I have a Cisco 877 at a remote site connected to an ASA over an IPSec VPN (AES-256/sha/pre-shared key) and have just used the "test vpn connection" option on the SDM of a Cisco 877.
It says the tunnel is fine but recommends I add the "crypto ipsec df-bit clear" command, however I did add it to the dialer 1 interface of the 877 and ran the test again, but it still says I need to add it.
What interface is this or do I need to add it to the ASA somewhere instead?
I haven't used SDM and hence, can't comment on which interface does it want you to clear the df-bit but dialer interface sounds logical to me. You can configure the 'crypto ipsec df-bit clear' command in the global configuration mode and this would apply this setting to all interfaces and try the test.
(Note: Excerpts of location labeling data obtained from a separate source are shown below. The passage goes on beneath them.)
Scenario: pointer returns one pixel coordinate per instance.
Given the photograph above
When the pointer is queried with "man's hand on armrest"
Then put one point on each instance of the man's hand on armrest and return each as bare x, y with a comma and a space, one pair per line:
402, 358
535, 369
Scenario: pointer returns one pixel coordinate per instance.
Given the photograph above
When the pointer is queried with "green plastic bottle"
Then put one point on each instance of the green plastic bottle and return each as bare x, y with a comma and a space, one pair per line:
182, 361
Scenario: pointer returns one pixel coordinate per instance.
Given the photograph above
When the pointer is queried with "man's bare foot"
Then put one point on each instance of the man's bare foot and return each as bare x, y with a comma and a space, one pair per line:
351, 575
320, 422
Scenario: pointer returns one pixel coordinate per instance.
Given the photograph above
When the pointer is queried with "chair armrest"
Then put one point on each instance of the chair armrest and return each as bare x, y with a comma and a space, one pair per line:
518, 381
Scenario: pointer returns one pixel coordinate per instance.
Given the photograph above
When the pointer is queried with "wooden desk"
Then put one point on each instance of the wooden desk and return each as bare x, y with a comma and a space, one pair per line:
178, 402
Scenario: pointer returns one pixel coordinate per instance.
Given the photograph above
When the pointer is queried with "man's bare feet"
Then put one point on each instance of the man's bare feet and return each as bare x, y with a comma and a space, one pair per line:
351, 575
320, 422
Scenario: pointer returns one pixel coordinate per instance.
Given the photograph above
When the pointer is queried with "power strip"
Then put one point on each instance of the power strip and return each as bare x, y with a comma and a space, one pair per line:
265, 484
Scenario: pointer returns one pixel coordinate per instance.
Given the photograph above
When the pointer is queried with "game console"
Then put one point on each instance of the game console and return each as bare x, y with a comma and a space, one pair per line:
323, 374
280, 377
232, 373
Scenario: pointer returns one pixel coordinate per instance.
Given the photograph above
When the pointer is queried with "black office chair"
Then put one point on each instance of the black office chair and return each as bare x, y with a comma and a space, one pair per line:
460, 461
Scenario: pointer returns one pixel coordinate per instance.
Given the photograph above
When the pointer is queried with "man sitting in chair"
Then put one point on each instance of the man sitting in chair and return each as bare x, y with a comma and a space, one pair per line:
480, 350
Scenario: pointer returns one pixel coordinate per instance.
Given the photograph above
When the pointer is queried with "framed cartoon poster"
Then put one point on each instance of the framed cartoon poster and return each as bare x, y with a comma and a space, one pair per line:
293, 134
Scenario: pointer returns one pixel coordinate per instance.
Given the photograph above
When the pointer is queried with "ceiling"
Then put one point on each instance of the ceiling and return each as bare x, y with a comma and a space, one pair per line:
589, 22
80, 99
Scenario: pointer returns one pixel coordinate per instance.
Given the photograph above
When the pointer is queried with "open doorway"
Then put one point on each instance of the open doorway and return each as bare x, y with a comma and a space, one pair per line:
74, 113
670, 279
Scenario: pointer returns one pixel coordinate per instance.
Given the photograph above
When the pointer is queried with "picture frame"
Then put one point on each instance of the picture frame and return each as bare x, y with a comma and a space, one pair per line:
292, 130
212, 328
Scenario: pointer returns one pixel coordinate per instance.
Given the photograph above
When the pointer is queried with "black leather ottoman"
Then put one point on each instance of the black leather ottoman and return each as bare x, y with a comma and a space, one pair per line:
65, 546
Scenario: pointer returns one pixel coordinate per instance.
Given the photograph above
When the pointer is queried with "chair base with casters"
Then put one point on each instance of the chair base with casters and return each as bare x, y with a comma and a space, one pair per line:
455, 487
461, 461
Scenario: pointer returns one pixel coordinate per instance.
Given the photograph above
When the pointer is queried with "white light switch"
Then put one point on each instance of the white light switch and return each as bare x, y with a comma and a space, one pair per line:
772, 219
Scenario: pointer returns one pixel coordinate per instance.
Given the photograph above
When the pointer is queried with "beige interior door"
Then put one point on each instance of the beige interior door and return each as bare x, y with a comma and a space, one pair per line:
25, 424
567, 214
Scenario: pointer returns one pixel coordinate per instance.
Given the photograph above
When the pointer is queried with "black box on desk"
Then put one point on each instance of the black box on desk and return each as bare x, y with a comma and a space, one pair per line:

Just added it to the global config an on the Cisco 877 and it still says I need to add it. Could it be the ASA side?
You can try adding the command to the ASA. Are you having problems sending data through the L2L VPN tunnel. I have found the 'ip tcp adjust-mss 1440' command to be very helpful is addressing MTU problems over IPSEC connections. Configure this command under the LAN facing interface on the 877 and check your connection between the hosts on the LAN instead of using the SDM to test.
It all seems to be fine, but the SDM recommends this after doing a test of the tunnel.
Should I add that to the global config of the ASA?
I've added 'ip tcp adjust-mss 1440' tot he VLAN 1 of the 877.
When I do it's ask what interface:
ASA5520(config)# crypto ipsec df-bit clear ?
configure mode commands/options:
Current available interface(s):
DMZ1 Name of interface GigabitEthernet0/2.6
inside Name of interface GigabitEthernet0/1
management Name of interface Management0/0
outside Name of interface GigabitEthernet0/0
Would it just be the outside?
I wouldn't worry about it. Especially, since your VPN tunnel seems to be up and passing traffic and users aren't having any problems.